Design principles

Some high-level guidance for designing effectively and inclusively.

1. Understand your users

Get to know your users deeply through user inspection methods like usability testing, card sorting, user interviews, qualitative interviews, quantitative research, surveys, and other methods. Focus on task completion and start with the end state in mind. 

2. Validate your assumptions

Early stage designs are hypotheses that must be proven out via usability inspection methods. Validate these hypotheses early and often (at low-fidelity if possible) so that big changes can be made quickly.

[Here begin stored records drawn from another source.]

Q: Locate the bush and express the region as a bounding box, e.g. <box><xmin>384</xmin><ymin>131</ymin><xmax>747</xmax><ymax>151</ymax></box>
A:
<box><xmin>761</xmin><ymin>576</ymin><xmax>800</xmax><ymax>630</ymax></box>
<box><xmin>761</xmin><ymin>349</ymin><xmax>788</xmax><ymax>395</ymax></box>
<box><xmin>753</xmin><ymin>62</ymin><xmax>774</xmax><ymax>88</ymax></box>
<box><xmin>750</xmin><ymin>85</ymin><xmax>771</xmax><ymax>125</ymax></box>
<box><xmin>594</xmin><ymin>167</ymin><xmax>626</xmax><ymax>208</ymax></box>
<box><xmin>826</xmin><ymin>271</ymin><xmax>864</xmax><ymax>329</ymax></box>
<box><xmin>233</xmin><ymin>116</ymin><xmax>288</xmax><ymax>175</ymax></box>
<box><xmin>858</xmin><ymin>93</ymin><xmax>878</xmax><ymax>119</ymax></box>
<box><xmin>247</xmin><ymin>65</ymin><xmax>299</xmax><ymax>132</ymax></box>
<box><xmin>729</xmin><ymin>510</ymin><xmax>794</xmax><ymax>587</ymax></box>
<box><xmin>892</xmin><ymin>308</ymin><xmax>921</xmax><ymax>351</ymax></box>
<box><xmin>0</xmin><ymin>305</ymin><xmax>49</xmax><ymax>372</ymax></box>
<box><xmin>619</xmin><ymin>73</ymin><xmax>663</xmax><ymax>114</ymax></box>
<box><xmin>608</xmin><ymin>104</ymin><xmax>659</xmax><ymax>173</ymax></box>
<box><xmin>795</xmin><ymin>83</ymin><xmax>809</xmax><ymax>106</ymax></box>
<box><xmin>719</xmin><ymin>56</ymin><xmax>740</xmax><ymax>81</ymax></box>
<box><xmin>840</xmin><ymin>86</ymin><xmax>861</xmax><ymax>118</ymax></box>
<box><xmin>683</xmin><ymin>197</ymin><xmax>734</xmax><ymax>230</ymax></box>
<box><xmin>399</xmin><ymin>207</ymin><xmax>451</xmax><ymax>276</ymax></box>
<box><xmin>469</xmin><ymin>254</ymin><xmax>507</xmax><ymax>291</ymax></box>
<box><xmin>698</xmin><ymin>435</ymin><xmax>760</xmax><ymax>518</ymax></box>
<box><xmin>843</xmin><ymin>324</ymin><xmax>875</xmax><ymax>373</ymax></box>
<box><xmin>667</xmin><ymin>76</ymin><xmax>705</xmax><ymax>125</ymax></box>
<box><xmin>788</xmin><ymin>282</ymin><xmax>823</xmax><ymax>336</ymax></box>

3. Every part of a design must have meaning

Every line, button, box, color, section, symbol, and whitespace is instrumental to the user experience. If it is meaningless, remove it, as every element adds to cognitive load. For example, lines of text, margins, and padding create their own visual separation, so there is usually no need to separate text blocks using horizontal rules.

4. Define the visual hierarchy

Know the user’s primary, secondary, and tertiary goals of any given experience. Employ a clear visual hierarchy of the elements that follows these levels of purpose.

5. Consistency is key

The key to designing experiences that are easy to use is to promote recognition over recall. Intuitive interface design needs no explanation as users know what to do immediately. Knowing what to do makes users feel confident, smart, and makes it easy to act.

  • Elements should function the same within every context. If there is a web standard that exists, use it without fear.
  • Blocks are groups of elements that serve a cohesive purpose. All elements need to be part of a block. Even if there is only one element present, it can be a block. Blocks are spaced consistently from one another.
  • Layouts are collections of blocks that form patterns and have a designated direction/hierarchy that lends itself to smooth interaction. Left-to-right, top-to-bottom. Follow existing patterns such as print and web page layout and web form design standards.
  • Workflows are a series of layouts (sometimes pages, sometimes not) that a user will see in succession while performing a task or tasks. Consider how separate workflows can be made consistent.
  • Systems are all of the workflows within a given experience. If you have treated each element, block, layout, and workflow consistently, so will be the entire system.

6. Innovate, but don’t reinvent the wheel

The time users spend interacting with our products is limited and extremely valuable. Best to not waste it teaching them a brand new way to interact. Take advantage of web standards as well as design patterns from product experiences that are widely used.

7. Don’t pander 

Treat users as intelligent people who don’t need over-labeled interfaces, instructions on how to operate an interface, or information that is obvious or redundant.

8. Provide control 

A user should be able to move freely within an experience. They need to know where they are currently and be able to quickly take the first step toward where they want to go – even if that place is “away from here.”

9. Help users avoid errors

A well-written error message that helps the user get back on track is nice. Preventing that error from happening in the first place is nicer.